Liouville integrable N-Hamiltonian structures, involutive solutions and separation of variables associated with Kaup–Newell hierarchy

Abstract

In this paper, firstly, N-Hamiltonian structures for Kaup–Newell (KN) hierarchy is presented from an isospectral problem via the N pairs of Hamiltonian operators (Lenard operators) and it is shown that the Hamiltonian KN system is Liouville integrable. Secondly, a Lax representation in terms of 2×2 matrices for the completely integrable finite-dimensional Hamiltonian system (CIFHS) ( H) is produced through the non-linearization procedure for the KN hierarchy.

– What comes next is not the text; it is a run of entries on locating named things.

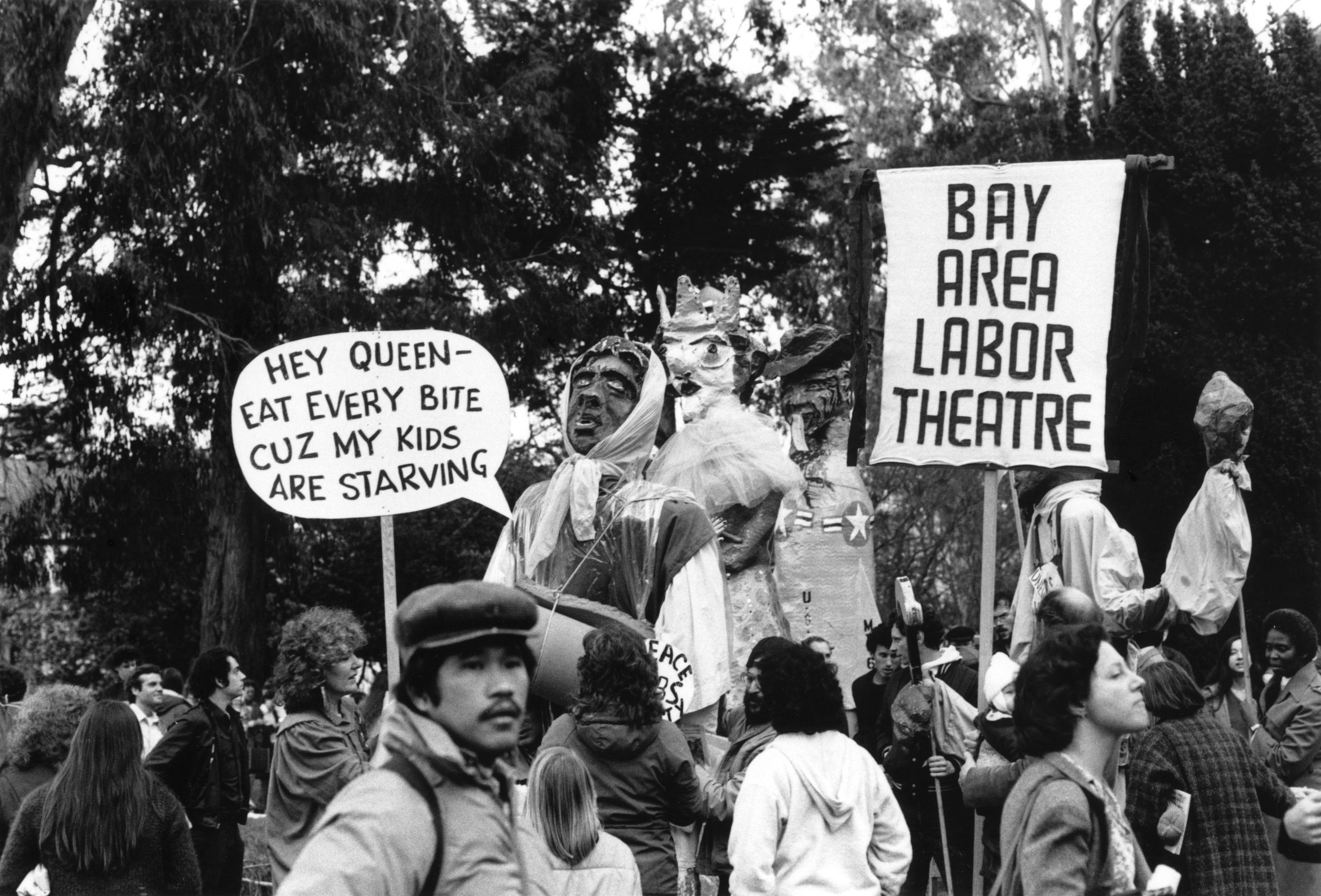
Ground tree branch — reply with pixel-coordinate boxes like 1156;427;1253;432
161;301;261;354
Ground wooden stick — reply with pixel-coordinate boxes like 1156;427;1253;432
972;469;999;896
380;517;403;687
1238;592;1252;682
932;724;954;893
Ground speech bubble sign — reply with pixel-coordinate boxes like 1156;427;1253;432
231;330;510;519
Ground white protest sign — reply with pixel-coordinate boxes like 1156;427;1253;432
871;160;1124;469
231;330;510;519
647;638;695;722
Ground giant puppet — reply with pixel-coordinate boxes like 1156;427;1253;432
1011;371;1252;659
486;335;729;715
766;324;881;710
647;276;802;691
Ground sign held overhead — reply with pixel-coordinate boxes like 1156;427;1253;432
231;330;510;519
871;160;1124;469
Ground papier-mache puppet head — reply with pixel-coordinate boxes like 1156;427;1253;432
564;335;652;455
1193;370;1252;466
657;276;768;423
766;324;853;452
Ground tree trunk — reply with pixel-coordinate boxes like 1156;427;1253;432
1059;0;1078;95
201;404;268;682
1087;0;1104;122
0;0;95;291
1110;7;1124;108
1032;0;1056;94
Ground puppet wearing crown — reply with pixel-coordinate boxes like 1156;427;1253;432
647;276;802;693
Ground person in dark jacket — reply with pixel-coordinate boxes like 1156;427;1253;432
542;624;703;896
851;622;898;761
697;637;787;896
156;666;194;733
0;685;94;843
0;701;201;896
996;625;1151;896
266;606;371;888
145;646;250;896
1128;662;1295;896
959;653;1029;892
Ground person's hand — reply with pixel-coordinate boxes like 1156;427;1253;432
925;753;959;778
1284;791;1321;846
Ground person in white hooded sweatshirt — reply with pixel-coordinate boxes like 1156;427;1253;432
729;645;913;896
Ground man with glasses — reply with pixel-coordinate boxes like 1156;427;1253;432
697;637;794;896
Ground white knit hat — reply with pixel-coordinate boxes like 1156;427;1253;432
982;653;1019;714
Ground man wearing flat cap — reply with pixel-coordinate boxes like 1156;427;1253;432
485;335;729;730
280;582;550;896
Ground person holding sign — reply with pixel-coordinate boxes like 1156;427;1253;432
486;335;729;727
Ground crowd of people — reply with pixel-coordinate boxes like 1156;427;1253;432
0;582;1321;896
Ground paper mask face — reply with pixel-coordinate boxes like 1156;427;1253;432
231;330;510;519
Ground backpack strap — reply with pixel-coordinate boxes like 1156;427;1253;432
380;753;445;896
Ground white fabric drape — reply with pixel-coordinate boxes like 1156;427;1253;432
527;349;666;570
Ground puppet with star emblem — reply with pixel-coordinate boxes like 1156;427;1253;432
647;277;803;702
766;324;884;712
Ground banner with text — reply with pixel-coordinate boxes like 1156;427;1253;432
230;330;510;519
871;160;1124;469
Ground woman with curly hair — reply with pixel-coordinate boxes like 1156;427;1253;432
542;624;703;896
0;685;95;843
996;625;1172;896
266;606;370;886
1202;638;1262;741
729;645;913;896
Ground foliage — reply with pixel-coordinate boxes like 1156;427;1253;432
0;0;856;677
1103;7;1321;639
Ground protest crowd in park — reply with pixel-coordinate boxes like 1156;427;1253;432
0;0;1321;896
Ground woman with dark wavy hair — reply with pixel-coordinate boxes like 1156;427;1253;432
996;625;1151;896
0;701;202;896
729;645;913;894
542;624;703;896
0;685;97;843
1127;662;1296;896
266;606;371;886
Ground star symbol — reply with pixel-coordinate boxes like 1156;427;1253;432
776;501;794;538
844;503;872;542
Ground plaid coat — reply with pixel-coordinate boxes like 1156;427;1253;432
1128;712;1294;896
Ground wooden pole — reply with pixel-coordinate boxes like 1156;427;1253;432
380;516;402;687
972;469;1012;896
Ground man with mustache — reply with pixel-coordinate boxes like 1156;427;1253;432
485;335;729;738
697;637;794;896
280;582;550;896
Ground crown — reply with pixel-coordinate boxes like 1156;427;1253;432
657;276;742;330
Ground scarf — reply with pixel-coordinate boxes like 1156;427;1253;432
526;350;666;570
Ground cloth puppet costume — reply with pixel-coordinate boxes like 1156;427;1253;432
1009;468;1178;662
647;276;803;701
766;324;884;711
1160;370;1252;634
485;335;729;714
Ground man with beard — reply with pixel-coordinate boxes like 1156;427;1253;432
485;335;729;738
697;637;794;896
280;582;551;896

By making use of the known r-matrix and matrix trace equality, a system of finite-dimensional involutive functions F m ( m=0,1,2,…, F 0= H) which guarantees the integrability of Hamiltonian system ( H), and the Lax representations in terms of 2×2 matrices for the whole Hamiltonian hierarchies ( F m ) ( m=0,1,2,…) are obtained. Moreover, the involutive solutions of the KN hierarchy are given. Finally, it is found that the Hamilton–Jacobi equation for the Hamiltonian system ( H) can be separated under a group of new coordinates introduced by the 2×2 Lax matrix. In addition, the separation equations are given.